Укради меня у судьбы
Шрифт:
— Андрей, — стонет и подаётся навстречу моя Ива.
Невозможная глубина. Полное растворение в ней. И я падаю, падаю, падаю, умирая, на самое дно, туда, где таятся рифы, где живут кораллы и колышутся водоросли, готовые принять меня.
— Андрей! — вскрикивает и тянет меня наверх, к солнцу, к воздуху, возрождая, давая шанс на вдох — такой сладкий и такой мучительно яркий.

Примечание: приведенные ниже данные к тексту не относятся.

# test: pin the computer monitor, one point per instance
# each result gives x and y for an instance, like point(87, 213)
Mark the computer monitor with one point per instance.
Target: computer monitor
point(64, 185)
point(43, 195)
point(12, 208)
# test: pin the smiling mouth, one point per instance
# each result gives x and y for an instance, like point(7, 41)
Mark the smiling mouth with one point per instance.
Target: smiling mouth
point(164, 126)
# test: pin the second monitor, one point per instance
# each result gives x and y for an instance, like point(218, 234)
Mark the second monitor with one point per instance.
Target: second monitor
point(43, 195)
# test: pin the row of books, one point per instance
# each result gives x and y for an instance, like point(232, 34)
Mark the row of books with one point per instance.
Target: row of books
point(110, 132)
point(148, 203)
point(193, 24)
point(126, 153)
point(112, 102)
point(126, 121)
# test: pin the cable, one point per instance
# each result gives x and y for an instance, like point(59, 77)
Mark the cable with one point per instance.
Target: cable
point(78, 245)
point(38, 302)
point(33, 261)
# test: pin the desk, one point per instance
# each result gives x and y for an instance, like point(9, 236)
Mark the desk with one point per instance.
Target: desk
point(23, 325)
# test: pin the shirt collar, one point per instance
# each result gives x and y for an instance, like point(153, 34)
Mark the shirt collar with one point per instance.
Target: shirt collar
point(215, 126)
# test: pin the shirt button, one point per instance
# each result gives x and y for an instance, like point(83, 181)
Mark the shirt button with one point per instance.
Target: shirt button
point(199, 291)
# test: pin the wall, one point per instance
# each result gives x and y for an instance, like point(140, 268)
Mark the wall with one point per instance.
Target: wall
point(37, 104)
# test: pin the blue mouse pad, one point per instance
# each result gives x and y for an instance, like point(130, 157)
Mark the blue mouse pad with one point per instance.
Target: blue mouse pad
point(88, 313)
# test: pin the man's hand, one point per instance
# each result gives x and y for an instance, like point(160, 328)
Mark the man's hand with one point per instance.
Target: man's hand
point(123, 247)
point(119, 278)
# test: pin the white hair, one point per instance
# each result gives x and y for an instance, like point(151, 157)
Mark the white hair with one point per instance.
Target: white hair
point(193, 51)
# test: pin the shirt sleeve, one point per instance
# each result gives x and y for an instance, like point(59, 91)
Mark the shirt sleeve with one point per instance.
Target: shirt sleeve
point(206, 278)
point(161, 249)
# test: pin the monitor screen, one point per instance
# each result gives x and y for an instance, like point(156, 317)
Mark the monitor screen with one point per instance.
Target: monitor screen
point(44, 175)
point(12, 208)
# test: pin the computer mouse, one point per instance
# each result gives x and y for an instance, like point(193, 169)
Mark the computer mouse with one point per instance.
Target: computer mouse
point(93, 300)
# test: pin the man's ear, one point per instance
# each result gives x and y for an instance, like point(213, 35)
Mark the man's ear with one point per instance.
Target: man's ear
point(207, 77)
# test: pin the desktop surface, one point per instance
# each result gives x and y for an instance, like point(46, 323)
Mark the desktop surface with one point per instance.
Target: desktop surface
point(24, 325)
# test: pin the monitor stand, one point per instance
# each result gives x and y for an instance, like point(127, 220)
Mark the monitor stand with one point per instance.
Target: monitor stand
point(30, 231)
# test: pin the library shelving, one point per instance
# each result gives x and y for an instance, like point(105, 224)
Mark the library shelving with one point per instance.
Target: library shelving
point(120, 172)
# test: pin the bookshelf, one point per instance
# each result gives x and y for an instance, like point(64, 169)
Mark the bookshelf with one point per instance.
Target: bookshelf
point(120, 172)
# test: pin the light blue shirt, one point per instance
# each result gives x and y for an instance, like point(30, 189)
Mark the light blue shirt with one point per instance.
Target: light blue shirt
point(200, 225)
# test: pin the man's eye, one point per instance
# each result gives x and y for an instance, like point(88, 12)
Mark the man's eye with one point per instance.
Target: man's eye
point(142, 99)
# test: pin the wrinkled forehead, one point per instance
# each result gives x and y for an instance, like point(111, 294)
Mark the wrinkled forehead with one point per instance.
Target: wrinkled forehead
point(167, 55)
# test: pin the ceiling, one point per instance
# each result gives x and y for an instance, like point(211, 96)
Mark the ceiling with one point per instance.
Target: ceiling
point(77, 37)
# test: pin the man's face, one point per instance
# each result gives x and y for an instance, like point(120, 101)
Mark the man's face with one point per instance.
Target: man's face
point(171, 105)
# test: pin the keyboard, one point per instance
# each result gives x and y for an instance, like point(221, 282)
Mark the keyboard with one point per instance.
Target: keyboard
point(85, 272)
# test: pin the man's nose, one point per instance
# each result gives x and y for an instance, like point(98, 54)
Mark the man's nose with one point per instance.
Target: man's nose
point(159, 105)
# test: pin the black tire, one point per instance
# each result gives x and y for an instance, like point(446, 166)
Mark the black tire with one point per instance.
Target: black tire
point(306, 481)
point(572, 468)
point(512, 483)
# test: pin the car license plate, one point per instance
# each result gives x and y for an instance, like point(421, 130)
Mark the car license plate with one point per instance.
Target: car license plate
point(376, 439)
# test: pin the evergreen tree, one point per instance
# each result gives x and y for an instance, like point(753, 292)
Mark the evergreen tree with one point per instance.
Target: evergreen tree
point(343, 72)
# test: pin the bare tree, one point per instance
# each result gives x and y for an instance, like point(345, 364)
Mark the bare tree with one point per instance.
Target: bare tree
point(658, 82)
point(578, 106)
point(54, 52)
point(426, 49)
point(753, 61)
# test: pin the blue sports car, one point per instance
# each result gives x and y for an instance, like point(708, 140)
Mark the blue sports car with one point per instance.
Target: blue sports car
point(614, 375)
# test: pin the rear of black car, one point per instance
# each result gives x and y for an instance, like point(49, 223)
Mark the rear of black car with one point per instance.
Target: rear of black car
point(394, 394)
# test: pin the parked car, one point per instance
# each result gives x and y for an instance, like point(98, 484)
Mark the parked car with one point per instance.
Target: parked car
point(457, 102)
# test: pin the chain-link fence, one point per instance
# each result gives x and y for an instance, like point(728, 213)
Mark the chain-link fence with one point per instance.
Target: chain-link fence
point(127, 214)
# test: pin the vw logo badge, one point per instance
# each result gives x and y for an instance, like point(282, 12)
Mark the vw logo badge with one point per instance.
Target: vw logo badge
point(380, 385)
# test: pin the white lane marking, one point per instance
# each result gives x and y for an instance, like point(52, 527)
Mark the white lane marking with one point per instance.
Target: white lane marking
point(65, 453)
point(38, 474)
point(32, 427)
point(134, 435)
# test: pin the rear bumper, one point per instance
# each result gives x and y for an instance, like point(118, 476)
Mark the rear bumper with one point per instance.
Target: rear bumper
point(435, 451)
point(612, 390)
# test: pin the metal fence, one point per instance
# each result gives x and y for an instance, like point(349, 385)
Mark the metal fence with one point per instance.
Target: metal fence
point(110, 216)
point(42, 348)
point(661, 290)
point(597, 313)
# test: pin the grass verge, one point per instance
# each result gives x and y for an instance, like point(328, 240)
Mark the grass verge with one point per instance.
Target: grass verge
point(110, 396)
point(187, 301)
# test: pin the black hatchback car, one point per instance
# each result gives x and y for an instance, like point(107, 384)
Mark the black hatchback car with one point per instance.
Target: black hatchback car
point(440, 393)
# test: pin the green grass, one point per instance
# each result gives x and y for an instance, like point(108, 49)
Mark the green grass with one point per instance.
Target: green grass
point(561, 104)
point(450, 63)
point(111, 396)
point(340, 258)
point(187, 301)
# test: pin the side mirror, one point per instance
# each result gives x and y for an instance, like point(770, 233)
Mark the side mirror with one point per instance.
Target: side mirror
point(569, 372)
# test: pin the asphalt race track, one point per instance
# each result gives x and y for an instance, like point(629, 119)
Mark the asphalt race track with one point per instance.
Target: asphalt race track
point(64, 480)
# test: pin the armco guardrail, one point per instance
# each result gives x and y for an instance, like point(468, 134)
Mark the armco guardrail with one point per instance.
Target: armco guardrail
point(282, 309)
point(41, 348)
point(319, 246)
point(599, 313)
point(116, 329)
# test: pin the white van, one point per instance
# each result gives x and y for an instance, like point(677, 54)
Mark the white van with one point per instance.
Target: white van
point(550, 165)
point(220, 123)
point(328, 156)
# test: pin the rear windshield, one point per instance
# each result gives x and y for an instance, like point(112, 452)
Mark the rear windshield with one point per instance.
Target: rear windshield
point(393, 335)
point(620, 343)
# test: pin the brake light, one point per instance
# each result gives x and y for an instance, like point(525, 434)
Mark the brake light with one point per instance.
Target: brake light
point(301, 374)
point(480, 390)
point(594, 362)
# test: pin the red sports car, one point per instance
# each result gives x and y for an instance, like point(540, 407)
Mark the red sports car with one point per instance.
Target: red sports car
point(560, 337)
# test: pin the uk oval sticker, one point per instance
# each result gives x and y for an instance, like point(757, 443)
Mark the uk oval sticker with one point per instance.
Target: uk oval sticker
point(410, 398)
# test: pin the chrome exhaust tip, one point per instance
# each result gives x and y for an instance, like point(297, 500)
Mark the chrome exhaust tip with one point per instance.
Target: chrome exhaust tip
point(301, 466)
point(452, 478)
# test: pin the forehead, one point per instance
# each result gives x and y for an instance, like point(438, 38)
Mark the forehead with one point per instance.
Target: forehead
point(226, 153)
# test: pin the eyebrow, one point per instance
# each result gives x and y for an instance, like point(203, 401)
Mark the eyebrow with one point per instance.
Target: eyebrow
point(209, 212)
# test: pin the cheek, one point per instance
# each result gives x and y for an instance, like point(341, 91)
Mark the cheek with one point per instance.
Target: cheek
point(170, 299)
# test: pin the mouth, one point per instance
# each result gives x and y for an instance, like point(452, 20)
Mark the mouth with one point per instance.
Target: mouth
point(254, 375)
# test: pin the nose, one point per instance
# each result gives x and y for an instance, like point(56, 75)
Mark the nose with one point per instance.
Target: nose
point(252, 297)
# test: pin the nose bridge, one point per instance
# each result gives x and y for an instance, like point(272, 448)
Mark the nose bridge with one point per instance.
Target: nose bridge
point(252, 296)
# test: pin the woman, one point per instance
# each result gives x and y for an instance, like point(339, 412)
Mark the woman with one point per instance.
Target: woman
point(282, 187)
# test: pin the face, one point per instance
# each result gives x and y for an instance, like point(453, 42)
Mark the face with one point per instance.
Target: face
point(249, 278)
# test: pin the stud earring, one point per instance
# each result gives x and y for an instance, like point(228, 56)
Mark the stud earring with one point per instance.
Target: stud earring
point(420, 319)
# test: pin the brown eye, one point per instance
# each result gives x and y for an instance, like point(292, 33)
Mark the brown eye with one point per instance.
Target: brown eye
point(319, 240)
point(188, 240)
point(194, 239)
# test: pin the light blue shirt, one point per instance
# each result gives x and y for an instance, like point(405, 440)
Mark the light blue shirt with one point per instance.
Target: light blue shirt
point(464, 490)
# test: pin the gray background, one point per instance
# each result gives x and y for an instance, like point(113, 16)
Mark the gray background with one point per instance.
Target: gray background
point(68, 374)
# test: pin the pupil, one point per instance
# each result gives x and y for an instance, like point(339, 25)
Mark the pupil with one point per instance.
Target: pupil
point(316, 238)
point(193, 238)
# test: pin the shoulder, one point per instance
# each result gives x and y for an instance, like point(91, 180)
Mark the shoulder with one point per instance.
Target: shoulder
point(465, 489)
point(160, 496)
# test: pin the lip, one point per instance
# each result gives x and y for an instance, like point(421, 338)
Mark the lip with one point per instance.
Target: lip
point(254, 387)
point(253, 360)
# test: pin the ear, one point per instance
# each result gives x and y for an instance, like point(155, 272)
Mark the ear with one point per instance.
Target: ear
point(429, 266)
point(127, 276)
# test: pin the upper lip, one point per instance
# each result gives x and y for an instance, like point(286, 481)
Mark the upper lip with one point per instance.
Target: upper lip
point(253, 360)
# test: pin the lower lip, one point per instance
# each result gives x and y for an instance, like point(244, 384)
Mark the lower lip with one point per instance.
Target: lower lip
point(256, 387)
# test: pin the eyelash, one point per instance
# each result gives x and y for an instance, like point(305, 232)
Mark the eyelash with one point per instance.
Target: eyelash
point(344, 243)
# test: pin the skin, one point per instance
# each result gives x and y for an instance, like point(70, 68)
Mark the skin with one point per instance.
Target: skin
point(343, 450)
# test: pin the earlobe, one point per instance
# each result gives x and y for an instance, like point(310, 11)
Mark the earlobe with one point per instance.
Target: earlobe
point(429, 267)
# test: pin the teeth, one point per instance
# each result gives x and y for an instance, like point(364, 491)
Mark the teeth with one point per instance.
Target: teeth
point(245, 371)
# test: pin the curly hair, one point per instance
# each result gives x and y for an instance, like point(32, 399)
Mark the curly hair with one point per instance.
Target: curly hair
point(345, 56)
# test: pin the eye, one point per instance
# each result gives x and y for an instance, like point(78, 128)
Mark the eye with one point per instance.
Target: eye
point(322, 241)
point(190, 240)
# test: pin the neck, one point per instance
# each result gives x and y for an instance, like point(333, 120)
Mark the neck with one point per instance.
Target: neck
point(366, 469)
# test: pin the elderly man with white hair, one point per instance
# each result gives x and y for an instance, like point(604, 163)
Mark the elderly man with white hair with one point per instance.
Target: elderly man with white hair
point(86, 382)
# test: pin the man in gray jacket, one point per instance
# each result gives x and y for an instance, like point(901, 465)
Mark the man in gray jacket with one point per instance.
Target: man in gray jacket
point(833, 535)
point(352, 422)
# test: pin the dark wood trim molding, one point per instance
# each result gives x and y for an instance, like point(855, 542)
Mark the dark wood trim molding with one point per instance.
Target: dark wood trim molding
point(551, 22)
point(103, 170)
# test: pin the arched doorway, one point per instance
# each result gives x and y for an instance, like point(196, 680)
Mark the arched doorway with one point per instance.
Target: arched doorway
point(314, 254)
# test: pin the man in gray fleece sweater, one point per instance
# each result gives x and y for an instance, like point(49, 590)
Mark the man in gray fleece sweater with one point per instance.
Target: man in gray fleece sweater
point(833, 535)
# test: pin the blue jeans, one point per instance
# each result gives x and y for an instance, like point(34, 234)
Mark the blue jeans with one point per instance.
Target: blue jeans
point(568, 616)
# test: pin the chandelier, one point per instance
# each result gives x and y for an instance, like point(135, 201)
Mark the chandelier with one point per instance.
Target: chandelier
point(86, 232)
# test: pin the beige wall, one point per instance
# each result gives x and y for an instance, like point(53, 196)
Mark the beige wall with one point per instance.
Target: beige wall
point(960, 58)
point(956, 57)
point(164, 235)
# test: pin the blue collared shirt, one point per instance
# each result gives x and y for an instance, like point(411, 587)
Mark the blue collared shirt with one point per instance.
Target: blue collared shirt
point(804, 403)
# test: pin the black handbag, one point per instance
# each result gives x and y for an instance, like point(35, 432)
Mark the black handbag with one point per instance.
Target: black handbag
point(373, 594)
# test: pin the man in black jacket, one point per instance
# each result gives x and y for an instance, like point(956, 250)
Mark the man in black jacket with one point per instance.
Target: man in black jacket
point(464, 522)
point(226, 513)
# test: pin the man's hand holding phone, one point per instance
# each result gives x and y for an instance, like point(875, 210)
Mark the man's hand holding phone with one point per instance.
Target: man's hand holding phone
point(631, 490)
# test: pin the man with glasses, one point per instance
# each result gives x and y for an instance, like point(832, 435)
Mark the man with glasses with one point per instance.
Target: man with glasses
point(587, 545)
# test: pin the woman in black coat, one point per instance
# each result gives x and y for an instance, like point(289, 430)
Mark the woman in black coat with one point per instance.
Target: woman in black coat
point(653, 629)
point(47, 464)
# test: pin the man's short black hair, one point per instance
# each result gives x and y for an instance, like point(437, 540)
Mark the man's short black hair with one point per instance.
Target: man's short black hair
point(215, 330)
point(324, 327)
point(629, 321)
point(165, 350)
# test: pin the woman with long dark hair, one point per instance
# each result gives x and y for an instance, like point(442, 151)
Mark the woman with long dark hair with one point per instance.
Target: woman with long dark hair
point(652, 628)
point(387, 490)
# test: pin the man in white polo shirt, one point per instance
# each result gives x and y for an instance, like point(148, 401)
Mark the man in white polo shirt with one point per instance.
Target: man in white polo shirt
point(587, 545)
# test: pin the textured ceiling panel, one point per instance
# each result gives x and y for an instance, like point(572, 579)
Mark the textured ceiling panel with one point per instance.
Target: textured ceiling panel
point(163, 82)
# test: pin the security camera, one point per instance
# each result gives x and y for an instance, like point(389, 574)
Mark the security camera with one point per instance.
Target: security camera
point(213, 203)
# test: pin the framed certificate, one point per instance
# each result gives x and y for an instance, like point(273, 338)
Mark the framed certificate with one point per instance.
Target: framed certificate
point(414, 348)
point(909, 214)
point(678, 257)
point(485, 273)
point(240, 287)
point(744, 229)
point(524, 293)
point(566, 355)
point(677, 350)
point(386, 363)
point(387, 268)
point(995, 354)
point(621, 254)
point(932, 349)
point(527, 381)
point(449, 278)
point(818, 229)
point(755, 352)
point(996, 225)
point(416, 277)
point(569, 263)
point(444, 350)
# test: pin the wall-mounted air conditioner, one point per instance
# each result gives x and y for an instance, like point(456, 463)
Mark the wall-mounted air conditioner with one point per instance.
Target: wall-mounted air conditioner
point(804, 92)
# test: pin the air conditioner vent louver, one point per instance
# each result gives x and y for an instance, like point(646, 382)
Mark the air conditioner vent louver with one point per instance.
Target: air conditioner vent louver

— Моя Ива! — откликаюсь и каким-то чудом успеваю выйти из неё за миг до того, как мир рассыпается на разноцветные всполохи. Выхожу, чтобы не дать росток новой жизни.
Я бережно заключаю её в свои объятия, помня о хрупкой
— Я сделала правильный выбор, — выдыхает она, проводя пальцами по моей щетине, и мир из разноцветного становится мрачно-холодным. Что-то с хрустом ломается у меня в груди.
Она выбирала?.. Она… сравнивала?.. И если бы Репин не рассказал бы ей шокирующие подробности, выбор мог бы быть другим?..
41. Ива и Андрей
Ива
Он напрягается. Сразу. Становится твёрдым-твёрдым — притронуться больно, так звенит. Провожу пальцами по его натянутым скулам.
— А теперь скажи, о чём ты подумал, — прошу негромко и улыбаюсь. Он каменеет ещё сильнее и молчит. Не скажет, конечно, но по его мрачности я и так догадываюсь, какую бурю вызвали мои последние слова. — Знаешь как появляется дремучий лес?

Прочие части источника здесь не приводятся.